Bárbara Ernestina Torres (born April 11, 1971) is a Mexican television, theatre and film actress best known for her roles in Hospital El Paisa, VidaTV, and as Excelsa in La familia P. Luche.

== Early life and career ==
Barbara was born in Mar del Plata, 254 miles south of Buenos Aires (Argentina). While she was in high school, she studied at the Colegio Superior de Piano, in Mar del Plata, from which she graduated as a piano teacher. She started working at 17 years old. When she finished high school she moved to Buenos Aires, where she entered the Cunill Cabanellas National School of Dramatic Art, from which she graduated with two degrees: a degree in Dramatic Art and in Pedagogy (theatre teacher). In 1998 she moved to Mexico to work in TV commercials. However, she did a casting for the broadcaster Televisa and was hired to participate in La familia P. Luche, a project by Eugenio Derbez in which she worked for ten years until she finished the series.

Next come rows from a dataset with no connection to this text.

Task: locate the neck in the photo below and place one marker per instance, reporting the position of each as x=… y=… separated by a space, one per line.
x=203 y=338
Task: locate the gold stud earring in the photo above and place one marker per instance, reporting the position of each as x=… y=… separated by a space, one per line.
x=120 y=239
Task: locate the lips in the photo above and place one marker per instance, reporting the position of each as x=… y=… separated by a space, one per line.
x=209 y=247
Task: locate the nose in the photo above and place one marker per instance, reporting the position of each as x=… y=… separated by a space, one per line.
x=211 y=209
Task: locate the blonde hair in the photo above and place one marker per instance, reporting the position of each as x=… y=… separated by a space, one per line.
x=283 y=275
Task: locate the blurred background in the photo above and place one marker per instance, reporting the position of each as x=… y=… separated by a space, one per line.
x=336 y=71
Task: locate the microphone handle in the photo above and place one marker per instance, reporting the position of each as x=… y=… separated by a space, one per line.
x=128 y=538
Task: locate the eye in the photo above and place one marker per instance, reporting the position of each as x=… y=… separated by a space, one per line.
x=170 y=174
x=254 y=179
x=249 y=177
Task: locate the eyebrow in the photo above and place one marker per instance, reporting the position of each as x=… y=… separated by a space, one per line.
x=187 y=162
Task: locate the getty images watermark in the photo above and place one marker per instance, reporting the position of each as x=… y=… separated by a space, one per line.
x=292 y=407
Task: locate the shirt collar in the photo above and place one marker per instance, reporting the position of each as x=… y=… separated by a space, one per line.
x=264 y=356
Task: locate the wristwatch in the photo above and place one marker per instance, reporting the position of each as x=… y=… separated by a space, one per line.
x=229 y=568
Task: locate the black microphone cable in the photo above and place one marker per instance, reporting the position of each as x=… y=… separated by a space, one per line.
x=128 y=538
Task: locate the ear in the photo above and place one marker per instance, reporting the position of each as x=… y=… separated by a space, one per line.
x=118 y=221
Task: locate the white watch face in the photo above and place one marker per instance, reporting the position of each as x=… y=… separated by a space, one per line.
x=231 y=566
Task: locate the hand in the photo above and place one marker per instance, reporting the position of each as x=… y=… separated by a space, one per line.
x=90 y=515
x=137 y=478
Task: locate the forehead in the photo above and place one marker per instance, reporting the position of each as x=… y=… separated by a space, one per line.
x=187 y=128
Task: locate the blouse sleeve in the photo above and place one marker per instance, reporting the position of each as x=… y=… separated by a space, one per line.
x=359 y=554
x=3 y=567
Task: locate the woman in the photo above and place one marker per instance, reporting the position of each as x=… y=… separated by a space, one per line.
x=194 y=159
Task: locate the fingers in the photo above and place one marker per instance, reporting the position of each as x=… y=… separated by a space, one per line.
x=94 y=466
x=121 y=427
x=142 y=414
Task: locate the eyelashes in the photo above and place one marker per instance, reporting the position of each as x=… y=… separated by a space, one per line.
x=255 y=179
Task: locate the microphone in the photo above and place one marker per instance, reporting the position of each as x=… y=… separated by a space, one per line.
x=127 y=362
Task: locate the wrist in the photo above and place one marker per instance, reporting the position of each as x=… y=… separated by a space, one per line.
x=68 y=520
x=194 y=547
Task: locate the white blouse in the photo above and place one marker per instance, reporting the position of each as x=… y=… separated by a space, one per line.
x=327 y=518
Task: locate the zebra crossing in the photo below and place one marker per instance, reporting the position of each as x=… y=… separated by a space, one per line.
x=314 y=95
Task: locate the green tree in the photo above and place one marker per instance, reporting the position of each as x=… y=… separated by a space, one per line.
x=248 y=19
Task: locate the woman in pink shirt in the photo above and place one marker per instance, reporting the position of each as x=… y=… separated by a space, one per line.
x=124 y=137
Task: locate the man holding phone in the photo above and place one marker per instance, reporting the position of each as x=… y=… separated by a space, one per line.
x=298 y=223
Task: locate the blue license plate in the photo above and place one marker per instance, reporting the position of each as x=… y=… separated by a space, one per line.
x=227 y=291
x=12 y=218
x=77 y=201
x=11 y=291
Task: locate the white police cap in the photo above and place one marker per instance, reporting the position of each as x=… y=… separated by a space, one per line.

Since 2013 she worked for two years on the play Por qué las mujeres aman a los pendejos ―Where she played a psychoanalyst named Inés Table―, which she took on tour throughout Mexico alongside the actor Juan Frese. In April 2014 she received an award in Monterrey for the 1,850 performances of the play Claudio, ¿eres... eso?, about discrimination against the LGBT community. In 2015 she worked with Daniela Luján in Blanca Nieves: El Musical, which was performed on Sundays at the Julio Prieto Theater. She also worked on the series Burócratas Inc. and participated in the late-night talk show Estrella2, both by Israel Jaitovich. She had her own theater show titled The Excelsa show. She also participated in the play Caperucita Roja with Javier Carranza.

In 2023, she was part of the cast of the reality television program La casa de los famosos México, from the TelevisaUnivision conglomerate, finishing 9th place overall.

==Selected filmography==
- La casa de los famosos México (2023)
- Junta de vecinos (2021–2022)
- Sobreamor (2020)
- Lorenza (2019–2020)
- Papá a toda madre (2017–2018)
- Enamorándome de Ramón (2017)
- Despertar contigo (2016)
- La vecina (2015–2016)
- Como dice el dicho (2015)
- Esperanza del corazón (2011–2012)
- La rosa de Guadalupe (2010)
- Niña de mi corazón (2010)
- Humor a quien humor merece (2010)
- Desmadruga2 (2009)
- Adictos (2009)
- Qué tarde tan padre (2008)
- Muévete (2006)
- Hospital El Paisa (2004)
- La familia P. Luche (2002–2012)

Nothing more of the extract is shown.